Truffaut hizo de las salas de cine su verdadera escuela. Allí aprendió a vivir y aprendió a mirar. Allí, el niño sin padre buscó la paternidad en el talento de otros. Allí empezó a rendir el primer homenaje a los directores que luego homenajearía en Cahiers du Cinéma: Cocteau, Rossellini, Hitchcock, Renoir. "El cine importa más que la vida", decía sin darse cuenta de que el cine y la vida eran lo mismo en él, un genio que había conseguido la alquimia perfecta entre el fotograma y sus recuerdos en un personaje: Antoine Doinel. Le gustaba explicar que Doinel se había despegado de él mismo para terminar convirtiéndose en el actor que le daba vida, Jean-pierre Léaud; pero vibraba en él tal pulso biográfico que la gente les solía confundir. "Yo a usted le conozco. Lo vi ayer por la televisión", le dijo el dueño de un bistró después de que se hubiera emitido en un programa una secuencia de Besos robados. Por más que Truffaut lo negara, aquel hombre que le acababa de servir el café no se iba a dejar engañar: "Era usted, sólo que un poco más joven". En cierto sentido, era verdad.

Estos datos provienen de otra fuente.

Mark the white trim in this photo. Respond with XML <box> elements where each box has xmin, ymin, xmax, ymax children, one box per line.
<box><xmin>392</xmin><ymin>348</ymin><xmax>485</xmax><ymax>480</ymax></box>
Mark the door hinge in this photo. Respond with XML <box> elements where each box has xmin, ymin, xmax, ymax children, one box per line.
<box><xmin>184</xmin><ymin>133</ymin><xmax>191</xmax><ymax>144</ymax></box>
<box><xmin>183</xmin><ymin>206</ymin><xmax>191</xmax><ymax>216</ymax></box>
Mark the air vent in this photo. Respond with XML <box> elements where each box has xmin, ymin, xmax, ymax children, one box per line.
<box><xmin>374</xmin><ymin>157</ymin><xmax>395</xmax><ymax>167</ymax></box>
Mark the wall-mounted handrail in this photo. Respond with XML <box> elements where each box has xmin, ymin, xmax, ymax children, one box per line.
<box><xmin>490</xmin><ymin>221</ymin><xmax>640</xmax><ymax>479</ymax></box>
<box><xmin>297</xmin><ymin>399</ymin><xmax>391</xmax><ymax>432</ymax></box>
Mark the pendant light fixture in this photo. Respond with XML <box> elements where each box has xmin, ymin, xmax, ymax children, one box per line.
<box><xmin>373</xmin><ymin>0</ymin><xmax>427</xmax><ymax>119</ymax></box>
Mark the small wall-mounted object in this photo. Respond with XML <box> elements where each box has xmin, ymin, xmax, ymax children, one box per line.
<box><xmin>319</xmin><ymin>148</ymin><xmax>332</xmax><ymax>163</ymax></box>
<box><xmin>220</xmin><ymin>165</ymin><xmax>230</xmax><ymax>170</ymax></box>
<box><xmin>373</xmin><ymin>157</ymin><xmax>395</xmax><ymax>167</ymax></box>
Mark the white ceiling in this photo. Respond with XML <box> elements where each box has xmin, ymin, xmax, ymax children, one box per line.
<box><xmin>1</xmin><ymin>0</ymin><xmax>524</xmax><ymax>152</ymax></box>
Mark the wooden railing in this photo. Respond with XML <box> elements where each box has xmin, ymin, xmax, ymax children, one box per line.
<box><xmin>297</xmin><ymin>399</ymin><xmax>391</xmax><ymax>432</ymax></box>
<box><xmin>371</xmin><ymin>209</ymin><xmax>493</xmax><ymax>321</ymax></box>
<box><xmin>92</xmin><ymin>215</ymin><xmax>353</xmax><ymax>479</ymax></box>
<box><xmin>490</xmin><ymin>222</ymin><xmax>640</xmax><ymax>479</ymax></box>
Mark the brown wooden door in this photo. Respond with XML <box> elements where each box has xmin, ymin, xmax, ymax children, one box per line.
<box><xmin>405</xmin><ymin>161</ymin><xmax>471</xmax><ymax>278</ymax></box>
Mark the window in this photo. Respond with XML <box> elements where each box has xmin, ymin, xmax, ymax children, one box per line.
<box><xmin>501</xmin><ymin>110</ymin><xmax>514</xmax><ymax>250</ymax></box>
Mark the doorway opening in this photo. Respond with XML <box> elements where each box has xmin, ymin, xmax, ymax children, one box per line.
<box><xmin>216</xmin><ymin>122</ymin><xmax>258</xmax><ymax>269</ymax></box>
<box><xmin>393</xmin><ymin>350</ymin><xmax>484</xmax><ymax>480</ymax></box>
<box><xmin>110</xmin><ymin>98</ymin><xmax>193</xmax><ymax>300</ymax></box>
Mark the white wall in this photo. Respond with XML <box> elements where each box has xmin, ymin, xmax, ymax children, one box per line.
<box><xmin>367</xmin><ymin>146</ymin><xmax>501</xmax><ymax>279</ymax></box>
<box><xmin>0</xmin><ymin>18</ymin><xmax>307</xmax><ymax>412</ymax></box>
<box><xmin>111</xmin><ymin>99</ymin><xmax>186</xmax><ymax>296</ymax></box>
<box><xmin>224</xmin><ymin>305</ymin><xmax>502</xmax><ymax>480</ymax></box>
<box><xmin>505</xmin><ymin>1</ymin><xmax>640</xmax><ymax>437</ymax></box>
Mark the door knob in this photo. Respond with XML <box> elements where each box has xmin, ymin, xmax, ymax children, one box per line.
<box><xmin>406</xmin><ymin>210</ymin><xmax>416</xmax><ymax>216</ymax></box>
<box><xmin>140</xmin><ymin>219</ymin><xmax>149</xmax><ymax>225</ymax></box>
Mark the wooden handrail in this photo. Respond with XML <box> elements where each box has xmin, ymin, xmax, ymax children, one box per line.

"Si he escogido expresar la soledad de un niño es porque no me encuentro lejos de mi infancia". Ni se encontraba lejos de aquellas es-
capadas matutinas al cine, ni del reformatorio en el que lo internaron en la adolescencia, ni del hogar con el padre ausente.
En el fondo, nunca dejó de ser aquel chaval de ojos gigantes que, deslumbrado por la luz de una pantalla, descubrió lo que realmente quería hacer. Nunca dejó de admirar con ingenuidad generosa ese primer descubrimiento. Nunca dejó de amar al cine sobre todas las cosas. Porque eso era el cine para él: un acto de
amor. Lo era cuando se ponía detrás de la cámara y cuando se ponía delante. Cuando aceptaba actuar para Spielberg porque le gustaban sus películas. Cuando escribía sobre los autores que habían hecho de él el cineasta que luego fue. Cuando sacralizaba a las estrellas del viejo Hollywood o a los directores clásicos americanos que la crítica envarada rechazaba por su éxito comercial. Cuando entrevistaba a Hitchcock con la reverencia detallista del que había asimilado sus planos como si fueran una transfusión.
"Entiendo dejar a un hombre por una película, pero nunca dejaría a una película por un hombre", dice la script de La noche americana. Como su personaje, Truffaut no entendía que hubiera algo más esencial que el cine. El cine lo era todo: el placer y el dolor, la verdad y la ficción, el amor y el odio, la sombra y la luz. Esto lo aprendió en su particular escuela: la sala oscura del Cinéma Pigalle.